I’m all for hating on Kyle, since she still hasn’t remotely impressed me, but that screaming fit indicates that maybe it’s time for Laura to pull an Ondrei from cycle 16. Go home, deal with your tragedy, and then try to become a model.
The best thing about the episode, by far, was the elimination of presumed frontrunner AzMarie. While her performance lacking any energy and her part in the song jacking Nicki Minaj’s 497907th alter ego made it easy to root for her to leave, the main plus is that it might be anybody’s game now. Top Model is much more fun when there’s not an obvious winner in the bunch (ahemANNahem) and I had AzMarie in the top 2 going into tonight; she was coming off two first call outs in a row and raves from the judges, but that type of momentum can change if you flub enough. And flub she did, refusing to tooch and smelling herself a little too much for my liking. Girl, you still have eight others to outwit, outlast, and outfierce, so now’s not the time to let your ego do the posing. And I’m sorry, Top Model has been on since the Dark Ages – if you don’t know what you’re getting yourself into by now, I can’t feel sorry for you when you have to do something goofy. That’s not to say that Top Model can’t go (way way) overboard and beyond the bounds of normal behavior expected from a model. It can be horrendously irrelevant and tangential to actual modeling, but it’s only pretended to be high fashion for, like, a cycle and a half. I complain about the show, but I’m not on it trying to get cheap exposure or become a model, so put on your tooch ensemble and stop talking about yourself in the third person.

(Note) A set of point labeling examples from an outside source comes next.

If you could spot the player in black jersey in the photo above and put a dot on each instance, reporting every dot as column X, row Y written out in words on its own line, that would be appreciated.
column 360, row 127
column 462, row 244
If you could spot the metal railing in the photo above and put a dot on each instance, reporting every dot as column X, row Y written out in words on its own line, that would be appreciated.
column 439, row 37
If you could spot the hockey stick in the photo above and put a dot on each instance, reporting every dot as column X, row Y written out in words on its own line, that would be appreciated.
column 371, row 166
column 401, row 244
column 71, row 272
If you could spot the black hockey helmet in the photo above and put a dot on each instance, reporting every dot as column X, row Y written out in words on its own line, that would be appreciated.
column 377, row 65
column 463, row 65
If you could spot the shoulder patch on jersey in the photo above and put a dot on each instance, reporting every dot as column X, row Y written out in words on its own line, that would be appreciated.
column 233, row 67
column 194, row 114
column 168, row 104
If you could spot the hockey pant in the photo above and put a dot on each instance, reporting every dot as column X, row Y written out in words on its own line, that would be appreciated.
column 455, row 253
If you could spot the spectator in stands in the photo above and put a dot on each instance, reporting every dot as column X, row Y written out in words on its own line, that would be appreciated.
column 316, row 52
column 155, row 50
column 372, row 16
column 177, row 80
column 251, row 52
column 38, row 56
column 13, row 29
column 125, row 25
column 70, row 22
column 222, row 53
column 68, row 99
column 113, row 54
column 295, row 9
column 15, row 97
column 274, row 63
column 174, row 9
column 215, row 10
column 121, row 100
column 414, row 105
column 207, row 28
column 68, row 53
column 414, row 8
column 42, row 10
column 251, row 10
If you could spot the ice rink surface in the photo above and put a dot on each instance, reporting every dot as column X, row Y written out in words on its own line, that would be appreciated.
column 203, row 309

Well, that episode happened, didn’t it? Even though I’ve been enjoying the gradual improvement of cycle 18, there’s nothing like a good ol’ fashioned mess to clear the palette, no? Top Model may be trying to become a more legit competition series, but it’ll always have a sweet spot in over-the-top episodes like this, the type of episode that is obviously awful but glorious in every single way.
Thoughts, Quotes, & Observations:
-“I need all the hussies to come down now!”
-“I wouldn’t even be in a boy band.”
-“I can tell. You have a flat tooch.”
-“Say nooch to the hoochie tooch.”
-“I love the booty tooch train!” The poo choo train?
-“She’s like a nasty mechanic. That face.”
-Final Call Out Order: Alisha, Sophie, Catherine, Annaliese, Seymone, Laura, Eboni, Kyle, AzMarie (eliminated)
-Tyra starting to step during the dookie tooch made me crack. the hell. up. Brilliant.
-If you’d like to be the songs you hear tonight, here’s Team UK’s “We’ll Mash You Up” and Team Amurrica’s (wait for it) “Stop, Drop, N Tooch”.
-The mentors didn’t really do anything, but I found Nadine (and her accent) to be quite lovely.